We collected clinical course and outcome data using a standard admission form. The form included patient characteristics such as age, gender, HIV and ART status, physical exam findings, admission diagnoses, final discharge diagnoses, and patient outcomes of death, discharge or absconding. The admitting clinician (physician or clinical officer) recorded information on the form while the discharging clinician recorded the final diagnoses. Once a patient had a final outcome, a ward clerk transferred information from the admission form onto a data collection form and which was entered into a Microsoft Office Access version 14.0 database by a data assistant. Any information that was missing from the admission form was entered as ‘unknown’ in the database. To capture all inpatient admissions, a research assistant compared data in the spread sheet with available patient forms and the number of patients recorded in the admission logs weekly. In the event that an admission was not entered into the spreadsheet, the data were recorded at the time of discovery. During the study period, KCH had a laboratory with; hematology, microbiology, parasitology, biochemistry, serology and blood bank departments. However, due to limited availability of resources, different tests were not readily available. This resulted in clinicians making presumptive diagnosis which was evidenced by multiple final diagnoses per patient and presumptive treatment. The standard treatment for common conditions was: intravenous (IV) quinine for severe malaria; IV benzyl-penicillin and gentamycin or ceftriaxone for pneumonia; IV chloramphenicol and gentamycin or ceftriaxone for sepsis; high dose ceftriaxone for bacterial meningitis; high dose fluconazole for cryptococcal meningitis; and rifampicin, isoniazid, pyrazinamide and ethambutol for tuberculosis (TB).

In order to assess the impact of PITC and ART roll-out, we categorized patients as HIV-negative, HIV-positive, and unknown HIV status by the time of final outcome. HIV-positive patients were classified as “new HIV-positive” if they tested positive during admission and “known positive” if they had a previously documented HIV-positive test. Known positives were sub-divided by ART status–ART-naïve (not on ART), new ART-initiators (ART ≤ 1 year) and ART-experienced (ART > 1 year).

For the purposes of our analysis, we used the final discharge diagnoses for all patients unless they were missing in which case the admission diagnoses were used. We included HIV-negative, new HIV-positive, ART-naïve, new ART-initiators and ART-experienced patients in our analyses and identified the most common causes of morbidity and mortality, and compared mortality across these categories. We excluded patients with unknown HIV status or unknown ART status or unknown ART duration. Categorical variables were compared using Pearson’s chi-squared tests. Risk ratios (RR) and 95% confidence intervals comparing mortality by HIV and ART status for the most common diagnoses were calculated using generalized linear models with a binomial family and log function. We controlled for age, sex, and leading causes of mortality (pneumonia, sepsis, anemia, malaria, cryptococcal meningitis, and acute and chronic gastroenteritis) in adjusted models. All data analyses were conducted using Stata SE version 12.0 (Stata Corp., College Station, TX). Statistical significance was considered at a two-sided α-level of 0.05.
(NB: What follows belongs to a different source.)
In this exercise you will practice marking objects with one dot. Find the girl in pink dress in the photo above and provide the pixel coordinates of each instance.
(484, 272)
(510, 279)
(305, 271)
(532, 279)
Both the National Health Science Research Committee of Malawi and the University of North Carolina Internal Ethics Review Board approved this study.

Results

Baseline characteristics

Among 2911 patients admitted to the KCH medical ward over 6 months, 1454 (49.9%) were men and 1457 (50.1%) were women (Table 1). The mean age was 38.5 years (SD ±16.5). The median time to discharge for survivors was 3 days (IQR: 1, 5) while the median time to death was 2 days (IQR: 1, 5). Most (81%) had a known HIV status by the time of discharge or death and the rest (19%) did not. The prevalence of HIV was 40.3% (1174) among admitted patients. Among those with HIV infection, 960 (82%) were known positives and 214 (18%) were new HIV-positives. Of the 960 known positives prior to admission, 860 (73%) patients had documentation of ART status of which 689 (72%) patients were already on ART, 171 (18%) were ART-naive and 100 (10%) had an unknown ART status. Of those on ART, 252 (29%) patients were new ART-initiators (≤ 1 year), 231 (27%) were ART-experienced (> 1 year) and 206 (24%) had an unknown duration on ART (Fig 1). Among the five HIV status categories of our analysis, 1190 (57.8%) were HIV-negative, 214(10.4%) were new HIV-positives, 171(8.3%) were ART-naive, 252(12.2%) were new ART-initiators and 231(11.3%) were ART-experienced.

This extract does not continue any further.